Un blanc au bout du fil. Med était suffoqué et ne disait rien. Au bout d'un moment Alf brisa le silence pour dire que d'une certaine façon, c'était écrit : des Turcs ne laisseraient pas passer ça et le petit du camping ne s'était pas trompé. Vous sûtes instinctivement que vous étiez aussi des cibles ; si l'honneur de la famille turque avait été ruiné, c'était en partie de votre faute. Alors vous échafaudâtes les prémices d'un protocole de sûreté qui commençait par ne pas se rencontrer déjà, pour éviter que l'un ne mène à l'autre. Le plus sûr était de quitter les logements présents au cas où une enquête de voisinage par des malfaisants ne démarre à la Tamarissière ou autour. Le bureau du camping avait les adresses et la photocopie des cartes d'identité. Ainsi Med se fit à l'idée de quitter le Plessis-Robinson pour Paris intramuros et Alf prit un petit triplex rue de la Monnaie à Lille, qui était déjà dans ses intentions en location-vente. Ils avaient la chance d'être restés célibataires mais chacun de son côté prévint sa parentèle qu'il partait en mission à l'étranger sans possibilité de le joindre. Si les explications ne suffisaient pas, ils étaient près à se fâcher avec les leurs. Il y avait aussi le reportage à venir dans Autoretro. Ils étaient indentifiables bien plus facilement par la Onze décapotable de couleur marron que par aucun autre signalement précis. Il fallait annuler et arrêter les frais chez Romain-Jean. Comment le prendrait-il ? Surtout si la meilleure précaution était de ne pas l'informer du pourquoi pour éviter la dissémination, lui qui était en ce moment identifiable par la voiture garée chez lui. Mais à la fin du mois, Alf fit une rencontre utile.

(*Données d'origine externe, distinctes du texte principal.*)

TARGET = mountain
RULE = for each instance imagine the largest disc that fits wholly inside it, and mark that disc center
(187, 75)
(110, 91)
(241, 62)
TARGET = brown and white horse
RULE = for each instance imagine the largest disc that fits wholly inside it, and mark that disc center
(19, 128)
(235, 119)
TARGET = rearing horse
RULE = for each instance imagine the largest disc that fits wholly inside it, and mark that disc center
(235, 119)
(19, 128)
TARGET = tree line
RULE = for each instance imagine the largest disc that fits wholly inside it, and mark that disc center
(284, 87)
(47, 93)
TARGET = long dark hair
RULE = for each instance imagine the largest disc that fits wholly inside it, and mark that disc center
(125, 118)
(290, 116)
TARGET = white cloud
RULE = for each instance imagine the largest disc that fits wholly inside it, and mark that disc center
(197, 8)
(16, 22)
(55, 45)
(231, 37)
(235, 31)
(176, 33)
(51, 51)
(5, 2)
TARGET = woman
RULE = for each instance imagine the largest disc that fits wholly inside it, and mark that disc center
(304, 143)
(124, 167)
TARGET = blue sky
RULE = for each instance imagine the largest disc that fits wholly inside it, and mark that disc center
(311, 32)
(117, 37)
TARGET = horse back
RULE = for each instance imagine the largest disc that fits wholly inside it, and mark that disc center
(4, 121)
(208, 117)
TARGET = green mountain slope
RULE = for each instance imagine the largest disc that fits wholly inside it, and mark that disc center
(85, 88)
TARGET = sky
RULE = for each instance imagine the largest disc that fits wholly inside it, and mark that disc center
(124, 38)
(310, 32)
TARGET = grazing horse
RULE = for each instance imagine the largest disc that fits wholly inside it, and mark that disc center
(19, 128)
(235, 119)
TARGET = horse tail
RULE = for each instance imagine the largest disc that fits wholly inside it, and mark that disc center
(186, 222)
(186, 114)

Un pote d'un pote était turc (ou kurde). Quand un soir au pub la conversation avait roulé sur la civilisation toujours archaïque de la Turquie populaire et sur les crimes d'honneur chez les paysans d'Anatolie. Alf apprit sans que les autres ne le sussent qu'il devait être mort à cette heure. Le protocole de vengeance communément admis voulait que l'amant soit sacrifié le premier, si possible sous les yeux de la femme adultère, laquelle devait tourner de l'œil pour faire bonne contenance avant que d'y passer à son tour. A distance, on pouvait rapporter à l'épousée les glaouis du défunt comme preuve de l'exécution. S'ils étaient encore vivants il n'y avait que deux raisons probables : soit ils étaient restés introuvables mais alors pourquoi priver les "coupables" de la douleur du spectacle promis en les égorgeant les premières ; soit les maris les considéraient comme des pigeons innocents qui auraient été séduits par leurs femmes dévergondées. Faudrait peut-être continuer à réfléchir... Chacun avait retrouvé un boulot correct ; un nouveau logement sympa ; ils décidèrent de s'en tenir au plan une année encore et jusqu'après les vacances de l'an prochain. Le mieux d'ailleurs n'était-il pas de les passer en... Norvège ? A Kirkenes, les Turcs ne vont jamais à Kirkenes. Et les Russes non plus maintenant.